Sammlung Prinzhorn zeigt Zeichnungen des Präparators Erich Spiessbach

Die Blätter des "querulierenden Paranoiker" spiegeln den spezifischen Humor des Anstaltsinsassen

22.09.2016 UPDATE: 23.09.2016 06:00 Uhr 2 Minuten

Erich Spiessbachs Zeichnung "Alles ist möglich, das Dümmste aber am wahrscheinlichsten" von 1952. Foto: Stefan in der Beeck

Von Heide Seele

Wieder ein Schicksal, das vor dem Vergessenwerden bewahrt und ins Licht gerückt wird, und - wie es bei den Veranstaltungen der Sammlung Prinzhorn Brauch ist - einen einst als "Idiot" abgewerteten Patienten als Mensch vorstellt, der aufmerksame Beachtung verdient. Erich Spiessbach (1901-1956), der durch einen offenbar originellen Humor auf sich aufmerksam machte, hatte zunächst als Präparator und Grabungshelfer im Museum auf Schloss Friedenstein in seiner Geburtsstadt Gotha gearbeitet, dann in Münster für Grabungsberichte gezeichnet und Fundstücke restauriert.

Seine oft ins Sarkastische ausdriftende Wesensart wird in den 20 Blättern augenfällig, die zur Zeit die Sammlung Prinzhorn in Heidelberg zeigt, eine Auswahl aus ihrem Besitz von rund 300 Zeichnungen. Spiessbachs Überlegenheitsgefühl gegenüber seinen Mitmenschen hatte zu jahrelangen Gerichtsverfahren geführt. Doch die Gutachten über seinen Geisteszustand tat er als "Idiotendiplome" ab, so dass er 1943 als "querulierender Paranoiker" in die psychiatrische Anstalt Münster eingeliefert wurde. Sein weiterer Lebensweg war durch Tuberkulose und Gefängnisaufenthalte bestimmt.
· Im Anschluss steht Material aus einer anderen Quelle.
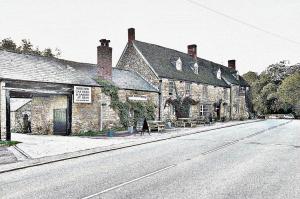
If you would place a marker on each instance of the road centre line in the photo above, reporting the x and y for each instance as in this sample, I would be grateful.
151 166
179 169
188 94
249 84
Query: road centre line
173 165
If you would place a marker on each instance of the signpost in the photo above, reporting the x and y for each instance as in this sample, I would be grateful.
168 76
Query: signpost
82 94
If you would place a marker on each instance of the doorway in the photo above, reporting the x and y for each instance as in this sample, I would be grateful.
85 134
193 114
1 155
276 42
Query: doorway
60 121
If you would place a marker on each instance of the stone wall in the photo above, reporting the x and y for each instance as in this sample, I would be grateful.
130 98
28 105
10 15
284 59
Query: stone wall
42 112
214 95
238 105
111 117
132 60
86 117
16 118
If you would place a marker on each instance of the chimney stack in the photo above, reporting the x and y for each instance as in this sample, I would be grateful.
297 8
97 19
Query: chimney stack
192 50
231 64
104 60
131 34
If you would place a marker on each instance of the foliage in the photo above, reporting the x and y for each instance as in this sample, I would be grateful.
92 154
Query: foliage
181 105
138 109
275 90
8 143
27 47
250 76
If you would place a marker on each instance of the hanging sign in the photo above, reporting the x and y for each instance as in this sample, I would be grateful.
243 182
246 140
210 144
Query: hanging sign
82 94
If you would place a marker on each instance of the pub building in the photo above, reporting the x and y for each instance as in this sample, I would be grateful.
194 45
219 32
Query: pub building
65 97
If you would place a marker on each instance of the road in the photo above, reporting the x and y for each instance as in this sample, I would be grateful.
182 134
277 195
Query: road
256 160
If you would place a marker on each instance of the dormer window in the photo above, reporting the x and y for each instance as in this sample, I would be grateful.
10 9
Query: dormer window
179 64
219 75
237 75
196 68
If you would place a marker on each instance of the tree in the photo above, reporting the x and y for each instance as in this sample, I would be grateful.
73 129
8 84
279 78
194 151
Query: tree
27 47
289 92
250 77
8 44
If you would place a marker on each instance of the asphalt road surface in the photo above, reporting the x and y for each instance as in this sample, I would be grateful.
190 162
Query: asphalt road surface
256 160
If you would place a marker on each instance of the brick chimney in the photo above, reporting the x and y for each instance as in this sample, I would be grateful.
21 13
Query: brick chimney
131 34
104 60
192 50
231 64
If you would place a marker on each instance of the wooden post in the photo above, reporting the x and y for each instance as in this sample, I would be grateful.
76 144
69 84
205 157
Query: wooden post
8 133
69 114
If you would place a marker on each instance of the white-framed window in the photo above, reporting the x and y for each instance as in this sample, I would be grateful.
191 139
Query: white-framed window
188 88
171 110
204 109
196 68
225 94
171 87
179 64
219 74
205 91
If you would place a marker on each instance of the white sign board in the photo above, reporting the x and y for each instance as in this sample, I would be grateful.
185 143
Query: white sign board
82 94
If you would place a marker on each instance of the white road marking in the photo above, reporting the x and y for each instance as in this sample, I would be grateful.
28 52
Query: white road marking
131 181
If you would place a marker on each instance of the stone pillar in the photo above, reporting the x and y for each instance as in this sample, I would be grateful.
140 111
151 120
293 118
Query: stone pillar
2 111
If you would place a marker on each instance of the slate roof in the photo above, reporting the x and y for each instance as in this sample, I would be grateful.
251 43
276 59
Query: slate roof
131 80
16 103
162 60
121 78
25 67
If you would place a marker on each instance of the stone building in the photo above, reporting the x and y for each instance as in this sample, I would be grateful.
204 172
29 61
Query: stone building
19 109
66 96
219 90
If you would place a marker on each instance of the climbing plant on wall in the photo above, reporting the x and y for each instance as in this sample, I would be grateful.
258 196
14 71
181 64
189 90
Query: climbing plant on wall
138 109
181 105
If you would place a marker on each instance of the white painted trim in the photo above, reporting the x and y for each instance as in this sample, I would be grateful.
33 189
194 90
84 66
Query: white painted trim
145 60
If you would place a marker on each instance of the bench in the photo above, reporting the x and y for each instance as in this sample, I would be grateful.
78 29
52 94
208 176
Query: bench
156 125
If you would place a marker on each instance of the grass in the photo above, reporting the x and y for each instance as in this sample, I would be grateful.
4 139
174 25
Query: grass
8 143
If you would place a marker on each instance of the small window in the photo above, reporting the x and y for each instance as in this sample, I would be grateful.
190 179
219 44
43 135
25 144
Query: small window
204 110
219 74
179 64
187 88
205 91
225 94
171 87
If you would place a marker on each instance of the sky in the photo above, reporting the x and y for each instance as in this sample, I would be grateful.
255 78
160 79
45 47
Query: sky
76 26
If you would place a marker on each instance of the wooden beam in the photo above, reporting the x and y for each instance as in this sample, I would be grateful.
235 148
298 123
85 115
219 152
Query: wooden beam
8 133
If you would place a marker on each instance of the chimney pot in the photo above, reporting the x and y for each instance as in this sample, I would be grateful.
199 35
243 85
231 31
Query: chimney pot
104 42
131 34
192 50
231 64
104 60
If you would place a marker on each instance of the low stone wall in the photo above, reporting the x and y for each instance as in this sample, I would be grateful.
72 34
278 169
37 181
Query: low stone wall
42 112
86 117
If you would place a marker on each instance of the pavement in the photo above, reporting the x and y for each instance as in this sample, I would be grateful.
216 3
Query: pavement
42 149
254 160
6 156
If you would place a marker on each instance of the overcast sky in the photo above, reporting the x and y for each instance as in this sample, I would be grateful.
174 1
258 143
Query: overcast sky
75 27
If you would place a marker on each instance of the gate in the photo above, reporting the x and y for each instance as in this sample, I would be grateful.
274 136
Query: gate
60 121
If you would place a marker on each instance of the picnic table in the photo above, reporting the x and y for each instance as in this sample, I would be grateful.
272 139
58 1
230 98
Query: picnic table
156 125
183 122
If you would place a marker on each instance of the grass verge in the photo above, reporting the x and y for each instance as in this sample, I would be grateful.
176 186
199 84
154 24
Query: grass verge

Der junge Arzt und Psychiater Manfred in der Beeck (1901-1956), der sein künstlerisches Talent wie auch seinen Humor entdeckt hatte, verlegte ihn in Marsberg in eine Einzelzelle, besorgte ihm Zeichenmaterial und animierte ihn, ein Zitat aus der Frankfurter Zeitung zu illustrieren: "Alles ist möglich, das Dümmste aber am wahrscheinlichsten". Es folgten unzählige kleine Zeichnungen, in denen sich der Patient über Dummheit und Bosheit der anderen mokierte. Als Spiessbach zurück in den Osten Deutschlands wollte und er aus seinem Fenster diesbezügliche Spruchbänder gehängt hatte, wurde er gebremst. Er hörte darauf mit dem Zeichnen auf, stürzte 1956 bei einem Fluchtversuch ab und starb am selben Tag.

Die in der aktuellen Präsentation gezeigten Blätter von Erich Spiessbach spiegeln den spezifischen Humor des Anstaltsinsassen, der sich vielleicht selbst am Schopf aus dem Sumpf ziehen wollte. Er schuf schrille, auch gespenstisch anmutende Darstellungen wie zum Beispiel eine "Holzkopfprothese" oder "Die falsche Schlange" mit einer offenbar klatschsüchtigen Frau.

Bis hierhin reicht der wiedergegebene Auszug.